In 1987 Foreman published Ecodefense: A Field Guide to Monkeywrenching, in which he described in detail the tools and techniques of environmental sabotage or monkey-wrenching . These techniques included "spiking" old-growth redwoods and Douglas firs to prevent loggers from felling them; "munching" logging roads with nails; sabotaging bulldozers and other earth-moving equipment; pulling up surveyors' stakes; and toppling high-voltage power lines. These tactics, Foreman said, were aimed at property, not at people. But critics quickly charged that loggers' lives and jobs were endangered by tree-spiking and other techniques that could turn deadly.

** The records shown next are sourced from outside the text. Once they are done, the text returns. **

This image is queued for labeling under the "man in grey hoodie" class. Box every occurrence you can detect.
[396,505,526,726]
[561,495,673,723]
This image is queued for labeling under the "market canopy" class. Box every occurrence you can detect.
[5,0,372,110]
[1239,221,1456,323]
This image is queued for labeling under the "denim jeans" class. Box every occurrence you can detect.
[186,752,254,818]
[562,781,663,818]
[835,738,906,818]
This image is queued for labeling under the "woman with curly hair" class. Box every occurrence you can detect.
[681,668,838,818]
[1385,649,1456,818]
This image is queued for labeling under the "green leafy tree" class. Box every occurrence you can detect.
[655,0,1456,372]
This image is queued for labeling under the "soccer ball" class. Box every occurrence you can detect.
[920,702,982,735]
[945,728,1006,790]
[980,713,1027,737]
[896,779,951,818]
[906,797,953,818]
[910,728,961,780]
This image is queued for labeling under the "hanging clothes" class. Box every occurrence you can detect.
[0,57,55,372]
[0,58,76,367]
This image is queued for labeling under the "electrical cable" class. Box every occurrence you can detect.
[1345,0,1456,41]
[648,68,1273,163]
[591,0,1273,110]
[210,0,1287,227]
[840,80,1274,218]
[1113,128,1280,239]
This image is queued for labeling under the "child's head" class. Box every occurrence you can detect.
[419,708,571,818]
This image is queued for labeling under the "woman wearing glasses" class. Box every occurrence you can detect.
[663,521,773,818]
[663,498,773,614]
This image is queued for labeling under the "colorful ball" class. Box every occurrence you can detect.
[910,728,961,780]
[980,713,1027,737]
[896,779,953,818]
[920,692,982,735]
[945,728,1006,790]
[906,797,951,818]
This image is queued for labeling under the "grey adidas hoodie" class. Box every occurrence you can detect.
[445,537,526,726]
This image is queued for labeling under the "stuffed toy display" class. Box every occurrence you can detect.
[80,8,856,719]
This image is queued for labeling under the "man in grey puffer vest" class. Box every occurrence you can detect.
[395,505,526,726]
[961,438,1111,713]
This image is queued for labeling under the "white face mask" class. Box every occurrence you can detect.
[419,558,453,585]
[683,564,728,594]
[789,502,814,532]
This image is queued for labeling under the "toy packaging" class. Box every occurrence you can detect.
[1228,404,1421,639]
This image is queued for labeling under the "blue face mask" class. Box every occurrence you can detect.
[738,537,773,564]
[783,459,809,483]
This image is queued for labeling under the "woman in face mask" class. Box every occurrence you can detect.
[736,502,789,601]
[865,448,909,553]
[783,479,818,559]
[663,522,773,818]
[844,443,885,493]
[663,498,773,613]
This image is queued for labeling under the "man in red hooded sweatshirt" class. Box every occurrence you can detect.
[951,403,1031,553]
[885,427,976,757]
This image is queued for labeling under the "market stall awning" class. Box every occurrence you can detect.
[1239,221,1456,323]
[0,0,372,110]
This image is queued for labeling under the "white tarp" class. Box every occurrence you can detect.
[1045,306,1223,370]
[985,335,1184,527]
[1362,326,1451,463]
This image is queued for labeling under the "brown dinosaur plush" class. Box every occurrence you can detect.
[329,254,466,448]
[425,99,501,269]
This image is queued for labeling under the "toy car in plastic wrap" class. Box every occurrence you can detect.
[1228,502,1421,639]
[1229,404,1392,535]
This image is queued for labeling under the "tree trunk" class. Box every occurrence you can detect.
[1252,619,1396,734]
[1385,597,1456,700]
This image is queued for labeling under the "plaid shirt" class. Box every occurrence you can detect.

Moderate or mainstream environmental organizations joined in condemning the confrontational tactics favored by Foreman and Earth First!
In his autobiography Confessions of an Eco-Warrior (1991) Foreman defends monkey-wrenching as an unfortunate tactical necessity that has achieved its primary purpose of attracting the attention of the American people and the media to the destruction of the nation's remaining wilderness. It also attracted the attention of the FBI, whose agents arrested Foreman at his home in 1989 for allegedly financing and encouraging ecoteurs (ecological saboteurs) to topple high-voltage power poles. Foreman was put on trial to face felony charges, which he denied. The charges were questioned when it was disclosed that an FBI informant had infiltrated Earth First! with the intention of framing Foreman and discrediting the organization. In a plea bargain, Foreman pleaded guilty to a lesser charge and received a suspended sentence.
Foreman left Earth First! to found and direct The Wildlands Project in Tucson, Arizona. He continues to lecture and write about the protection of the wilderness.
[Terence Ball ]
RESOURCES
BOOKS
Foreman, D. Confessions of an Eco-Warrior. New York: Harmony Books, 1991.
——. "Earth First!" In Ideals and Ideologies: A Reader, edited by T. Ball and R. Dagger. New York: Harper-Collins, 1991.
——, and B. Haywood. Ecodefense: A Guide to Monkeywrenching. Tucson: Ned Ludd Books, 1985.
List, P. C., ed. Radical Environmentalism: Philosophy and Tactics. Belmont, CA: Wadsworth, 1993.
Manes, C. Green Rage: Radical Environmentalism and the Unmaking of Civilization. Boston: Little, Brown, 1990.
Scarce, R. Eco-Warriors: Understanding the Radical Environmental Movement. Chicago: Noble Press, 1990.